El actual consejero de Políticas Digitales cree que la etapa del autonomismo o de los avances en el autogobierno ya han pasado a la historia y que, ahora, con las nuevas tecnologías, Cataluña puede dar el salto que ha dado Estonia y jugar en la liga de los estados, aunque “estados digitales”. Es taxativo en su libro: “Mi encargo no ha sido venir a hacer autonomismo 2.0”, con la idea de lograr “tres derechos digitales fundamentales: la conectividad, la ciberseguridad y la identidad digital”. Y todo ello “abrirá la puerta a hacer el paso siguiente, que es la construcción de una República Digital Catalana por parte de su sociedad digital”.

Tramosa, contra Caixabank

Todos esos planes son muy iniciales, pero la voluntad existe. Quien exhibe el mayor entusiasmo es el activista Joan Canadell, que, como Sarri, también se ha presentado en las primarias de JxCat para ser diputado en el Parlament, aunque con distinta suerte: ha arrasado.

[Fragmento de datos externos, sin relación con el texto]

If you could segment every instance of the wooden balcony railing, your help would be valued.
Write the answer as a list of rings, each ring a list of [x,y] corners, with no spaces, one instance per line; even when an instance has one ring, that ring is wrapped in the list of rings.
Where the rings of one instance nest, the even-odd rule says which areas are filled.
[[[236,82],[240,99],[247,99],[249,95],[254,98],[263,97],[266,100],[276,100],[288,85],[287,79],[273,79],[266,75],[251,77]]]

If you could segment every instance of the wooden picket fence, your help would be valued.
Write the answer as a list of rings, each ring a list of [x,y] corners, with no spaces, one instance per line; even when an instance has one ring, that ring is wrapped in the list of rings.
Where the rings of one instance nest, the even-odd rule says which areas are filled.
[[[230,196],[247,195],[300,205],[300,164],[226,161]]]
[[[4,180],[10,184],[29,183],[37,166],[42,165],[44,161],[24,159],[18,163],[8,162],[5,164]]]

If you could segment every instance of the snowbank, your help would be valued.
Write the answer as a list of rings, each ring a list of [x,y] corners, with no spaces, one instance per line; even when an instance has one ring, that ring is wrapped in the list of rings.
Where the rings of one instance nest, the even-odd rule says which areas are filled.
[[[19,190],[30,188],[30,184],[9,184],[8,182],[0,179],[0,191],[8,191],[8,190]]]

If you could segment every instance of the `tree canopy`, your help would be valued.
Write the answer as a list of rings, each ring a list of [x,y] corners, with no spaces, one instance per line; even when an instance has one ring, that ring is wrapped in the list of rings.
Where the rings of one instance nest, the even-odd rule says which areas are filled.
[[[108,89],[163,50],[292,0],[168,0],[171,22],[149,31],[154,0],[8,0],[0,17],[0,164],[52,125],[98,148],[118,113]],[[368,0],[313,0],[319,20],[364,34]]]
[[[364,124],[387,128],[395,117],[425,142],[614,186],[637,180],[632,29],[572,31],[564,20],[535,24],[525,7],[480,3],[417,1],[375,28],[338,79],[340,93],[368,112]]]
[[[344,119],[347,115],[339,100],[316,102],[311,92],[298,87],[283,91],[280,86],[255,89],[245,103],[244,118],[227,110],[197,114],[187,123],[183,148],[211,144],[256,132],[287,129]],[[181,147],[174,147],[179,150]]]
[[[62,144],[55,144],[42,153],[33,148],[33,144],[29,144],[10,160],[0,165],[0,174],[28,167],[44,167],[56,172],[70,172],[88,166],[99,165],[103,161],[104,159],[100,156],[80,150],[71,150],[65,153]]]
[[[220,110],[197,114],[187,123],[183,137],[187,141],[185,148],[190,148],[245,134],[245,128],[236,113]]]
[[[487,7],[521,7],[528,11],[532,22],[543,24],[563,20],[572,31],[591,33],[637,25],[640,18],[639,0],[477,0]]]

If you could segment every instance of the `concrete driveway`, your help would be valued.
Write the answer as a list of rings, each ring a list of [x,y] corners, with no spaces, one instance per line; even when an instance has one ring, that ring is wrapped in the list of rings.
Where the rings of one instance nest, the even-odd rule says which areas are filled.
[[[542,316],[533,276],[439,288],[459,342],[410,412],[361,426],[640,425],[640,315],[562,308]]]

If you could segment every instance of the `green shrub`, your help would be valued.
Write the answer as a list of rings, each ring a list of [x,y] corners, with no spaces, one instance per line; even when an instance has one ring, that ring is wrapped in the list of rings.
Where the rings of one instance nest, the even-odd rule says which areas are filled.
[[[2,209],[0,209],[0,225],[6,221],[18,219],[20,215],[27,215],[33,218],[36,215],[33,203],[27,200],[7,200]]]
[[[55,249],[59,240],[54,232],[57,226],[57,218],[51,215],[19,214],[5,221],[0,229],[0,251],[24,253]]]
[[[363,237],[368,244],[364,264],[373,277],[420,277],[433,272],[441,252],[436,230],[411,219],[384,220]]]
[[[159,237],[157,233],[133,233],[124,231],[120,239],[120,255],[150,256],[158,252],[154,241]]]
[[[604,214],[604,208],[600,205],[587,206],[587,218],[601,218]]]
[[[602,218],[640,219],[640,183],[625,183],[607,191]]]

Por ahora, el consejero de Empresa, Ramon Tremosa, se mantiene en un segundo plano. Sus críticas se centran en la fusión entre Caixabank y Bankia, con la petición de que la sede estuviera en Barcelona. Pero el grupo dirigente de JxCat, con el liderazgo de Puigdemont, incide en su proyecto de “república digital”, en un momento en el que la otra pata del independentismo, ERC, ha aprobado los presupuestos del Gobierno de Pedro Sánchez y busca reorientar la política catalana.

ERC, con el ICF

En ese sentido, el vicepresidente de la Generalitat y consejero de Economía, Pere Aragonès, mantiene una vieja aspiración, la de que el Instituto Catalán de Finanzas (ICF) pueda operar como banco público, pero es un proceso todavía inacabado, y que se paralizó a principios de este año, con el inicio de la pandemia del Covid. Esa idea se mantiene, pero dista mucho de la “república digital” de Puigneró.

En el caso de las fintech que se han constituido, seguirán su camino, sin que, a juicio de los expertos consultados, tengan nada que ver con la constitución de un sistema financiero sólido y alternativo al de las grandes entidades financieras.